Заглотав первую порцию конфет, набив про запас карманы, теперь они расправляли красочные обертки и играли в фантики. Но не так, как это делал в детстве Белосельцев, складывая конфетные обертки в плотные маленькие конвертики, после чего сложенный фантик помещался на ладонь, пальцы с силой ударяли о край стола, и цветная бумажка, брошенная катапультой, летела в гущу других, рассыпанных на столе. Накрывала своей плоскостью разноцветный конвертик, делая его собственностью удачливого игрока.
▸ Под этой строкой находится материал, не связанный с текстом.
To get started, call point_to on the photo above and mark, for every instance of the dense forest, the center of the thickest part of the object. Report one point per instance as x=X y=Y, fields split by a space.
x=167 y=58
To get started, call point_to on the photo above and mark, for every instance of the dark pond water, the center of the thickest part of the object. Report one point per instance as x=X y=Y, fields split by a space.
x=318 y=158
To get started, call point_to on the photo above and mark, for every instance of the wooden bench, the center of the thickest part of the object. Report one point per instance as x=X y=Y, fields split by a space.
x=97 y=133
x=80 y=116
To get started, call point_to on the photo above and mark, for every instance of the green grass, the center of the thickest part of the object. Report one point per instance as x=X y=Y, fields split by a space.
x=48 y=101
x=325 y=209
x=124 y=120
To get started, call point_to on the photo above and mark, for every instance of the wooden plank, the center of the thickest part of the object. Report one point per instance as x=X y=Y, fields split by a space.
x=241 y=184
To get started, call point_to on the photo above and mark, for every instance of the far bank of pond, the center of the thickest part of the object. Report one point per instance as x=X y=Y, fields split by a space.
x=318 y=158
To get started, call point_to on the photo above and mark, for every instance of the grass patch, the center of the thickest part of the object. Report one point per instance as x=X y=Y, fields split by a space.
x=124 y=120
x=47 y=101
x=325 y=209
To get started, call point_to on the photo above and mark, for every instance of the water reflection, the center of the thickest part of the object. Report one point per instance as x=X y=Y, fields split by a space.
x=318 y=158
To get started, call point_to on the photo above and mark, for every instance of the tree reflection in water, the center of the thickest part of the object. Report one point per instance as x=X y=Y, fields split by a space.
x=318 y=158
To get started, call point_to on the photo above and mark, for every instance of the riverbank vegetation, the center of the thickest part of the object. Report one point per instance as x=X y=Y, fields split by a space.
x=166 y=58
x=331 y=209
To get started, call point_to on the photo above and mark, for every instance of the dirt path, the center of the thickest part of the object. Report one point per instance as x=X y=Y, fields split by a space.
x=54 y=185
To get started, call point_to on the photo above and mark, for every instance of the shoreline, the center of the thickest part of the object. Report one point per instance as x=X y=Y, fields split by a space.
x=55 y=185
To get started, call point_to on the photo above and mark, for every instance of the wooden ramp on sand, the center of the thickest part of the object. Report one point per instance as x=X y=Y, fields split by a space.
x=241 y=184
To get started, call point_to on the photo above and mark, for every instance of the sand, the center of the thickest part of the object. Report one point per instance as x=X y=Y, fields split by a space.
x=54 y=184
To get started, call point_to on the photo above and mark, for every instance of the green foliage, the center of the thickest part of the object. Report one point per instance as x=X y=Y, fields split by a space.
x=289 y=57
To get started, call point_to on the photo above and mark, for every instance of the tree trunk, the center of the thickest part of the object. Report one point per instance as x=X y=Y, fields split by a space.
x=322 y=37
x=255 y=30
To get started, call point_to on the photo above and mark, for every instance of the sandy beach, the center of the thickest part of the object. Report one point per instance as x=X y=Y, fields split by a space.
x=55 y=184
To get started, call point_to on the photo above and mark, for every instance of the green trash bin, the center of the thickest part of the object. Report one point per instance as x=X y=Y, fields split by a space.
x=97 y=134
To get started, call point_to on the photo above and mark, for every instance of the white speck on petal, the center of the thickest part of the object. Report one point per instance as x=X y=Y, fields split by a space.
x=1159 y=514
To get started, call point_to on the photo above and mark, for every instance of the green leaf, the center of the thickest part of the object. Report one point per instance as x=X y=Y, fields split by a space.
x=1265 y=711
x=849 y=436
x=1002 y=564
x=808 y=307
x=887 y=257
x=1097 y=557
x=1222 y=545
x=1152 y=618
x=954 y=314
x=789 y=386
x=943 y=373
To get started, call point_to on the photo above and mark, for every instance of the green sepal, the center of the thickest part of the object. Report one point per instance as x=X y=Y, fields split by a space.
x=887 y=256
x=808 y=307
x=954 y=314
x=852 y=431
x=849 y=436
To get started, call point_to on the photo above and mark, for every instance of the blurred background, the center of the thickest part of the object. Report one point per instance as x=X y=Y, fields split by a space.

И каким богачом и счастливцем чувствовал себя азартный метатель, если его прозрачная, дешевая, от лимонных карамелек бумажка накрывала тяжелый и плотный фантик шоколадной конфеты «Мишка на севере», где заиндевелый медведь, стоя на красочной льдине, подымал морду к серебряному полярному сиянию. Малой грошовой бумажкой выигрывалось целое состояние, помещалось в жестяную коробку из-под монпансье, откуда перед сном, в постели, перед тем, как мама властно и неумолимо выключала свет, фантики ложились на подушку радужными рядами, словно крохотный драгоценный иконостас, перед которым молилась его восхищенная бесхитростная душа.
Дети у гаража играли в иные фантики. Они разглаживали конфетные обертки во всю ширину, складывали их в кипы, делили по размеру, дороговизне, достоинству. Пускали в обмен, ловко перебирали маленькими грязными пальцами. Считали, мусолили, придирчиво наблюдали за партнером, подозревая обман и подвох. Слова, которыми они обменивались при игре, были: «Твои сто баксов!» – «Еще отстегни!» – «Сшибаю зеленые!» – «Давай по обменному курсу»! – «Ты мне капусту не суй!» Голоса их были азартные, страстные, злые. Глаза блестели. Маленькие руки, хватая кипу бумажек, ловко сметали в карман. Некоторые фантики вырывались из общей кипы, просматривались на свет, словно подозревался обман, возможность фальшивой купюры.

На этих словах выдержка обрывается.